Sebagai perbandingan, Zambia dan Angola lebih menunjukkan perlawanan terhadap narasi asing. Ikatan historis Angola dengan Rusia, sejak Perang Dingin, belum menghasilkan dukungan yang kuat terhadap narasi Rusia, mungkin karena upaya berkelanjutan negara tersebut untuk mendiversifikasi kemitraan internasionalnya.
Sentimen anti-Amerika adalah faktor utama
Di Ethiopia, pendorong utama dari hasil ini tampaknya adalah sentimen anti-Amerika. Kami menemukan bahwa 33% masyarakat Etiopia menganggap Amerika Serikat sebagai “musuh” (dibandingkan dengan 4% di Angola dan 8% di Zambia), dan 65% percaya bahwa Amerika Serikat mempunyai dampak negatif terhadap negara mereka (17% di Angola dan 8% di Zambia).

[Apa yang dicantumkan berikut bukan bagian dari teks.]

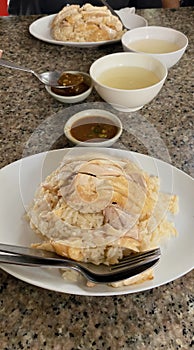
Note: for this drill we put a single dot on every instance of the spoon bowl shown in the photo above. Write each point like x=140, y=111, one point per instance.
x=47, y=78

Retorika anti-Amerika sangat lazim di media Ethiopia dan lanskap politik secara umum dalam beberapa tahun terakhir, terutama setelah kritik Washington terhadap perang Tigray.

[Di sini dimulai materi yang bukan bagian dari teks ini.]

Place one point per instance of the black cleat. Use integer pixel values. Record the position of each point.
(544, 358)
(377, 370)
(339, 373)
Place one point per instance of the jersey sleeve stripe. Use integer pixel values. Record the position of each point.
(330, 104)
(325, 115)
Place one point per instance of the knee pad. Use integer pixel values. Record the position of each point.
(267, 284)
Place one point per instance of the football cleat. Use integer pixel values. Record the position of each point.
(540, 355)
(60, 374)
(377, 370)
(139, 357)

Setelah mempertimbangkan berbagai kemungkinan faktor, kami menyimpulkan bahwa sentimen anti-Amerika adalah prediktor keyakinan yang paling konsisten terhadap narasi strategis Rusia dan Tiongkok.
Dengan kata lain, mereka yang memiliki pandangan negatif terhadap Amerika Serikat cenderung lebih percaya bahwa pernyataan tersebut benar.
Kami juga menemukan bahwa konsumsi media Tiongkok atau Rusia tidak berdampak pada mereka yang mendukung narasi tersebut. Artinya, mereka yang rutin mengonsumsi konten media Tiongkok dan Rusia cenderung tidak mempercayai narasi tersebut dibandingkan mereka yang tidak mengonsumsi konten tersebut.
Tiongkok dan Rusia telah banyak berinvestasi dalam menyebarkan konten media di benua ini, namun jangkauan khalayak dan pesan media mereka masih rendah.
gambaran yang kompleks
Penelitian kami menyoroti cara-cara halus dan kompleks dalam pembentukan opini publik di seluruh Afrika. Disinformasi tidak beroperasi dalam ruang hampa. Hal ini dibentuk oleh hubungan sejarah, ketergantungan ekonomi dan lanskap politik lokal.
Oleh karena itu, strategi respons harus mencakup fokus pada membangun sikap positif dan memperkuat hubungan geopolitik untuk mengurangi kerentanan terhadap narasi disinformasi.
Danny Madrid-Morales adalah Dosen Jurnalisme dan Komunikasi International di Universitas Sheffield Hermann Wasserman adalah Profesor dan Kepala Departemen Jurnalisme di Universitas Stellenbosch. Saifuddin Ahmed adalah Asisten Profesor Komunikasi dan Informatikadiubah menjadi Universitas Teknologi Nanyang.
Artikel ini diterbitkan ulang dari The Dialog di bawah lisensi Inventive Commons. Baca artikel aslinya.